The show and the parallel events were self-managed and counted on the support of otavaleñas brands such as Zhafra, of women’s clothing. They held an art workshop for children and the results were placed in the exhibition, which also included works by Kowi, Remache and Chindoy. In addition, community practices were also present: there was a pambamesa, where they shared food with the attendees.
Kowi believes that this and other samples that came later would not have been possible had they not been together. Chindoy returned to Colombia after finishing her postgraduate studies in Quito, but the other members are still connected with the Colombian artist. Now there are four women who work and meet every week in spaces such as the Faculty of Arts of the Central University.

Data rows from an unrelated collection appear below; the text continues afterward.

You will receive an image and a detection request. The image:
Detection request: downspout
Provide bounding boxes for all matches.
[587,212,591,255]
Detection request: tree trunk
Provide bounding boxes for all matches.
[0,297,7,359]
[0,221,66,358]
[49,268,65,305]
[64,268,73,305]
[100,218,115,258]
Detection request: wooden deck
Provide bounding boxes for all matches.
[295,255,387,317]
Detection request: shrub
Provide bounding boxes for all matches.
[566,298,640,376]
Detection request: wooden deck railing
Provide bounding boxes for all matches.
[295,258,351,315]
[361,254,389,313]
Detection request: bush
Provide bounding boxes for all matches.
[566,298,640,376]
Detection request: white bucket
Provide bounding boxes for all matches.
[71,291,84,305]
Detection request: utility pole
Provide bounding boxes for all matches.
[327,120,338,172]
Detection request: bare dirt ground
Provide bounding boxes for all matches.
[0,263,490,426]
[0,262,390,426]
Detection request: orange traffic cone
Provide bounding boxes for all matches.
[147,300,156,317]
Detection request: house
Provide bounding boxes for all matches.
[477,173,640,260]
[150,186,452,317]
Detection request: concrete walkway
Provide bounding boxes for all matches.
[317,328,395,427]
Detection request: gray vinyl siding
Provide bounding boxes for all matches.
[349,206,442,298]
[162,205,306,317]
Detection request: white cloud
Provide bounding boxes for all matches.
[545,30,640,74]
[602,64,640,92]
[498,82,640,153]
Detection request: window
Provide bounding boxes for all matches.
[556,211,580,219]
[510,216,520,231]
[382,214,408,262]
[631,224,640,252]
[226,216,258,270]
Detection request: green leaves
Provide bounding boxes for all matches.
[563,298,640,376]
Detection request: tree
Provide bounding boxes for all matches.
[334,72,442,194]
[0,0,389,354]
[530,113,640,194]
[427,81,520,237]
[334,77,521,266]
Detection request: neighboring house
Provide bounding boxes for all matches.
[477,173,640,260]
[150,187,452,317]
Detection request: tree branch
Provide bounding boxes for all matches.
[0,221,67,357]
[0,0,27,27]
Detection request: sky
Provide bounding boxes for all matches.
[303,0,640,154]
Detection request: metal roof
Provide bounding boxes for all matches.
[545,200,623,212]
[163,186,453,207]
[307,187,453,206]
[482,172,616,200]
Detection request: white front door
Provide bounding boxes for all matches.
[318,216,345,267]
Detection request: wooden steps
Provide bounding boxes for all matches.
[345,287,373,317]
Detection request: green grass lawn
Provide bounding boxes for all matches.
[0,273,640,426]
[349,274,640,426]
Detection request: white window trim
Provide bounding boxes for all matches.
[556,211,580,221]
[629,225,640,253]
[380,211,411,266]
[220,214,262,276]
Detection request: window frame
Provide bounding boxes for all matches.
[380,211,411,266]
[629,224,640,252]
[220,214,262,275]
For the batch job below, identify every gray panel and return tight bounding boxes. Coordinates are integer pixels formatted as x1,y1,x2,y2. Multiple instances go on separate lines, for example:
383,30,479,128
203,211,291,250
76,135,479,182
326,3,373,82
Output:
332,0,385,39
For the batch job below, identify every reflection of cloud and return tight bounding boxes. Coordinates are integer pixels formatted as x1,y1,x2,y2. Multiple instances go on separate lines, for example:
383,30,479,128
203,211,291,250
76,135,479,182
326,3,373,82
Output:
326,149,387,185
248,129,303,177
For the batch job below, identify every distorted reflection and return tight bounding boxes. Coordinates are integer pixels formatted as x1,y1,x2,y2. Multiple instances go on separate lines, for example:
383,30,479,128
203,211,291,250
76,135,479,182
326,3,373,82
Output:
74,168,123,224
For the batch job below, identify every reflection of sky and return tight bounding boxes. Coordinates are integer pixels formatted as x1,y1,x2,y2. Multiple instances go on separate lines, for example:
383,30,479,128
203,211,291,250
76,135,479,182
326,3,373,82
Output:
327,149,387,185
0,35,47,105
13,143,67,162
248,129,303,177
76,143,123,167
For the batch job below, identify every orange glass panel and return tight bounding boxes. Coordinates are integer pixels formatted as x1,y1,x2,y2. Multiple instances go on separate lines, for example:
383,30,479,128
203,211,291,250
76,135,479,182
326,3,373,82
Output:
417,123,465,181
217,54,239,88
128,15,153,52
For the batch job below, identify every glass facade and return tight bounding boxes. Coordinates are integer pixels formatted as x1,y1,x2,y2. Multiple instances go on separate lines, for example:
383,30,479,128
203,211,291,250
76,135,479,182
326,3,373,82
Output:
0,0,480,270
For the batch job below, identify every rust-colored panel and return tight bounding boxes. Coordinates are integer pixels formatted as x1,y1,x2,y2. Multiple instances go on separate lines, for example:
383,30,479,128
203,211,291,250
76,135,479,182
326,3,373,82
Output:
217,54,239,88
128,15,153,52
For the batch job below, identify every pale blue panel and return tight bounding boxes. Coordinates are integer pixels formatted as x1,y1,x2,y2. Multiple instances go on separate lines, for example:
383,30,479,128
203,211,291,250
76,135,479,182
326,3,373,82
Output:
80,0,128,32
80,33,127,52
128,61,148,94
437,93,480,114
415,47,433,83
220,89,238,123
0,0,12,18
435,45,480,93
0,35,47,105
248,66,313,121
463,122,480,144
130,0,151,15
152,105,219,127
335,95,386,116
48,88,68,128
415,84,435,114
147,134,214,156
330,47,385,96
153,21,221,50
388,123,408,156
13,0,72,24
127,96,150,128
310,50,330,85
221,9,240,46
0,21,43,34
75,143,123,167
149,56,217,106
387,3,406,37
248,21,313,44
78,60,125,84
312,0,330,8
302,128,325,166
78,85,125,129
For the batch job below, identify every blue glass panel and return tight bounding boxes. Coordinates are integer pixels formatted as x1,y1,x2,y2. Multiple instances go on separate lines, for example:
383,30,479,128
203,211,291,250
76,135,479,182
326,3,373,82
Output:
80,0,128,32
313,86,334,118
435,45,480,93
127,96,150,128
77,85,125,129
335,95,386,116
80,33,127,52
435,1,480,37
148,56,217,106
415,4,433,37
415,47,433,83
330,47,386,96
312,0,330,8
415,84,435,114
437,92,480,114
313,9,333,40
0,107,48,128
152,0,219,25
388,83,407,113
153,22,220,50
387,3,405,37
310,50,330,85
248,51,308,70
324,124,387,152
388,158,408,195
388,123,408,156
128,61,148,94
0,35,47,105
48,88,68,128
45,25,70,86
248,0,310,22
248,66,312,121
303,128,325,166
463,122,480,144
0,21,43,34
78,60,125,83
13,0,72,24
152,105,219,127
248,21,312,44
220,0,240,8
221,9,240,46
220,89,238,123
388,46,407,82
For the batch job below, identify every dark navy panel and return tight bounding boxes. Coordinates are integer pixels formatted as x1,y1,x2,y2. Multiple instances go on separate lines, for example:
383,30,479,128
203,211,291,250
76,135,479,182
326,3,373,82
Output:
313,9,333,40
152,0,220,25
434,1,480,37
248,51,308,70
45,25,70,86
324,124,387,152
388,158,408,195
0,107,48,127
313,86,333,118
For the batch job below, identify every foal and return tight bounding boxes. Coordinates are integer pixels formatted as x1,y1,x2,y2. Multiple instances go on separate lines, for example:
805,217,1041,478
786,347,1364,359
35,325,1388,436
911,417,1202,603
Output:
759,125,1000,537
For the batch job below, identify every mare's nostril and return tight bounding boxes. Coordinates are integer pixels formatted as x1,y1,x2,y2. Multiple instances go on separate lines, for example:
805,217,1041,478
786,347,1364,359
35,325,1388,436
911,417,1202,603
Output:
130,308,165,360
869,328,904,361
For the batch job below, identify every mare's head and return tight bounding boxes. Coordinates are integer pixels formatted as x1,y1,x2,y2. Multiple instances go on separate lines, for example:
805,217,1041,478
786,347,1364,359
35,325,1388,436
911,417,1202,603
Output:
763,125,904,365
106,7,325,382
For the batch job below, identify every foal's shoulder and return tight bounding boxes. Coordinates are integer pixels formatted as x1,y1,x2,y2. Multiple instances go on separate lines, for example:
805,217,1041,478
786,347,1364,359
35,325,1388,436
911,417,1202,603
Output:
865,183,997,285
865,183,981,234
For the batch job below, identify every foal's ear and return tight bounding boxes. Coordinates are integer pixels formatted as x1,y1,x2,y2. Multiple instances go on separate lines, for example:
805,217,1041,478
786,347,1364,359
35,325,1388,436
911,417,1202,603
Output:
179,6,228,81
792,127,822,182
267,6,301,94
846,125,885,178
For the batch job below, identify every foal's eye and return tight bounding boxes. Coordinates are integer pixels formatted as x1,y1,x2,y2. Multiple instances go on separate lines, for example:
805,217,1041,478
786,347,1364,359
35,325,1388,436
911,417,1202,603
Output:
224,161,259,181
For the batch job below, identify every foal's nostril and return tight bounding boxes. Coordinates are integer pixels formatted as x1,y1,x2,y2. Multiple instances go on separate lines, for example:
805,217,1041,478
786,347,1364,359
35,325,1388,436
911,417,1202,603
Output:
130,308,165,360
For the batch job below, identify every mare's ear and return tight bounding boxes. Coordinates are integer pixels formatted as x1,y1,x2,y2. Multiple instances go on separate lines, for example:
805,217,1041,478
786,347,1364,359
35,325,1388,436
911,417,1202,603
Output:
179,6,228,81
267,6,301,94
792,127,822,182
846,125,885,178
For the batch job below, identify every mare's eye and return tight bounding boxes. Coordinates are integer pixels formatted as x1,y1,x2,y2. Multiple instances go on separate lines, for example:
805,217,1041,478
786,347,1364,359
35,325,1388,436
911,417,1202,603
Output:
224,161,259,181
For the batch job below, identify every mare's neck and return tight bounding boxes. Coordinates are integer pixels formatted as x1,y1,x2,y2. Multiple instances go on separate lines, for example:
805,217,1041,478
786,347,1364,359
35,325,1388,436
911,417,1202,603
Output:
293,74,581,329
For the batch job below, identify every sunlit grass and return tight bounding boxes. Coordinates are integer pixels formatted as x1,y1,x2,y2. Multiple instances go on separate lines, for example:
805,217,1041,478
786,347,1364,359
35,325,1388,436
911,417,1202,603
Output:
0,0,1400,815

Kowi and Remache were joined by Milena Cabrera, of Achuar descent, and Angelica Alomoto, by Quijos, Napo. Kowi is dedicated to painting and illustration; Rivet works in installations and ceramics; Cabrera makes ceramics, sculpture and installation; Alomoto is a ceramist and is also a professor at the Central University of Ecuador.
One of the questions raised is that, from the academy, the pre-Columbian art and native peoples is seen as naive and is minimized. So, the path they chose, according to Alomoto, is based on the agendas of the peoples and nationalities. “We do not want to create a hierarchy about Western knowledge, but to think about the need for knowledge that interpellates those forms of knowledge in our diverse context,” says the teacher.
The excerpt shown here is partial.